Saturday 3rd July is the day. Ketu garage is the spot. The journey from Akoka to Ketu was hurriedly taken; devoid of stop-overs and street trading – when you are late you are late, there is no need window shopping for a bribe to appease those waiting for your belated arrival. As I hurry to catch a bus heading for Ijebu Igbo, I was overwhelmed by the thought of how (un)smooth or rough the journey would be (for certain, the stretch named OGD Boulevard across Ilishan is going to be rough).
However, in the depth of my thoughts, one distraction caught my fancy. As much as I tried, I could not resist writing about it. The naira merchants are back at work.
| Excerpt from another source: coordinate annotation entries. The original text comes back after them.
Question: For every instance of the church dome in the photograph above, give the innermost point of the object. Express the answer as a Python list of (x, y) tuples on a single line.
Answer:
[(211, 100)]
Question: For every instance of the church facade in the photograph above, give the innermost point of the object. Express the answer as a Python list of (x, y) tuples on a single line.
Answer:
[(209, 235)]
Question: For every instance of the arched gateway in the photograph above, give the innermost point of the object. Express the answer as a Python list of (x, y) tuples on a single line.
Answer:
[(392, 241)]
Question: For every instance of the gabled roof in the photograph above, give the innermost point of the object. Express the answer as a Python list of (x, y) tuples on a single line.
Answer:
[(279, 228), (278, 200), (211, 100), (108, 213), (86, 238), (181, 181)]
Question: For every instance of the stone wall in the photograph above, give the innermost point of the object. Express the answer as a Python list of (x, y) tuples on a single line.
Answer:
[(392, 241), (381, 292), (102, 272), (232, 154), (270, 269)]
Until now, one had thought the Charles Soludo administration as Central Bank of Nigeria’s governor had tactically eradicated the bad idea of selling mint naira notes on the streets by changing all easily tattered low naira denominations to polymer notes and making them widely available to the citizenry through the banks among other strict regulatory and policy measures.
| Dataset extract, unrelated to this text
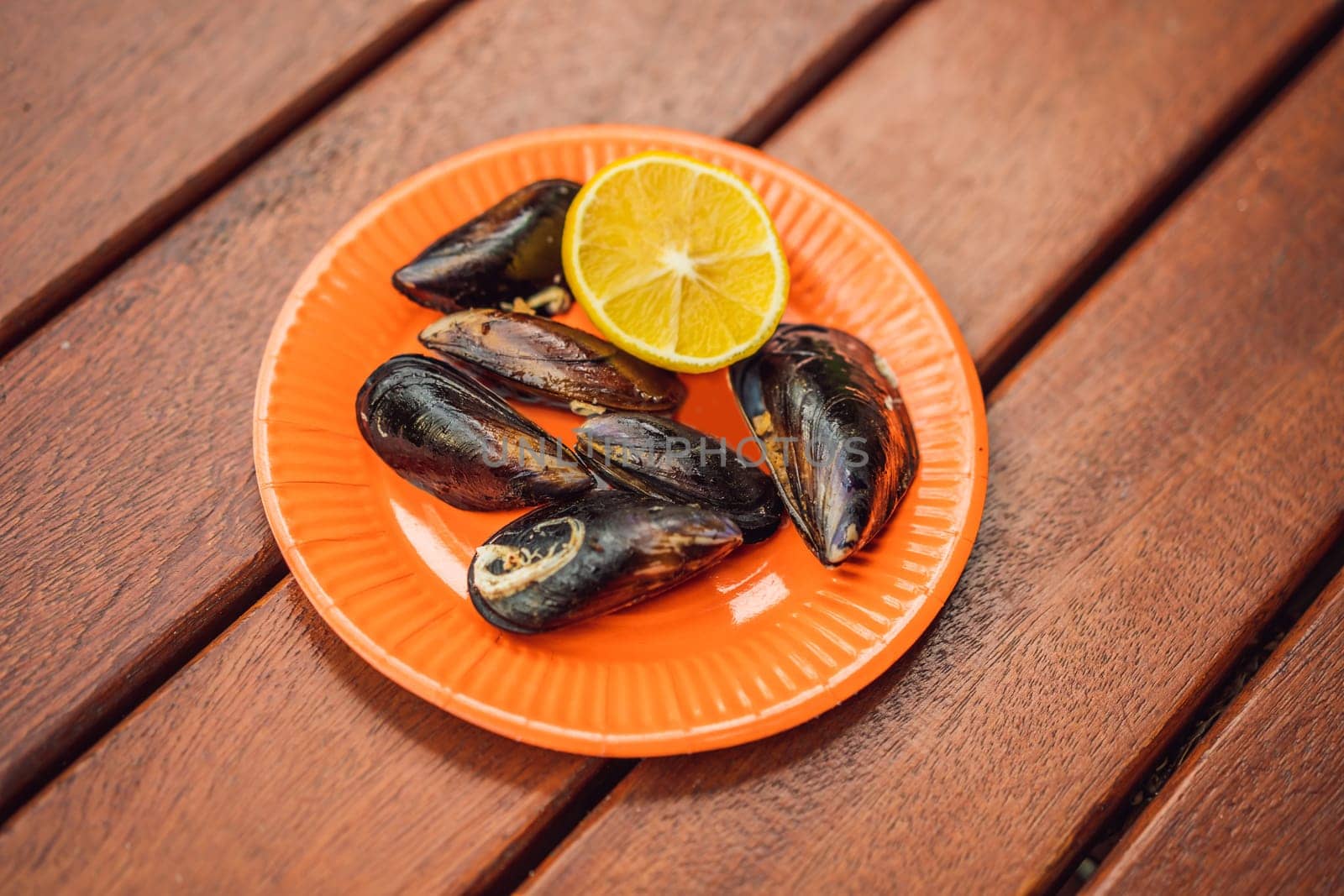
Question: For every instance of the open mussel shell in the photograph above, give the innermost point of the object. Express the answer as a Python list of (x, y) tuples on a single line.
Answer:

The contrary now seem the case as the polymer notes are now up for sale – attracting higher premium than old mint paper notes. After all, we were told polymer notes are more expensive to produce and designed to last longer. Seated comfortably at the garage were two middle aged women with big bags stuffed with new polymer notes. Obviously and strangely so, there are displayed for sale. I helplessly watched as co-travellers buy some to be “sprayed” in parties.
Ten minutes later, the writer in me overcame the patriotic me. I ordered for one thousand naira worth of twenty naira notes. In a jiffy, I had my order but at a cost. The naira merchants demanded for two hundred naira (twenty percent) premium on one thousand naira transaction! It used to be one hundred naira premium per thousand. This “Öwambe craze” is costly – but I have no choice but to console myself.
My granny likes new notes; she would have these as gift to offer to others. Sadly, she need not know handsomely I’ve paid to disobey the law – a career writer would have returned the notes (feigning unsatisfactory bargain). For me, that idea crossed my mind much later as I galloped up and down on Gbenga Daniel Boulevard far away in Ogun State.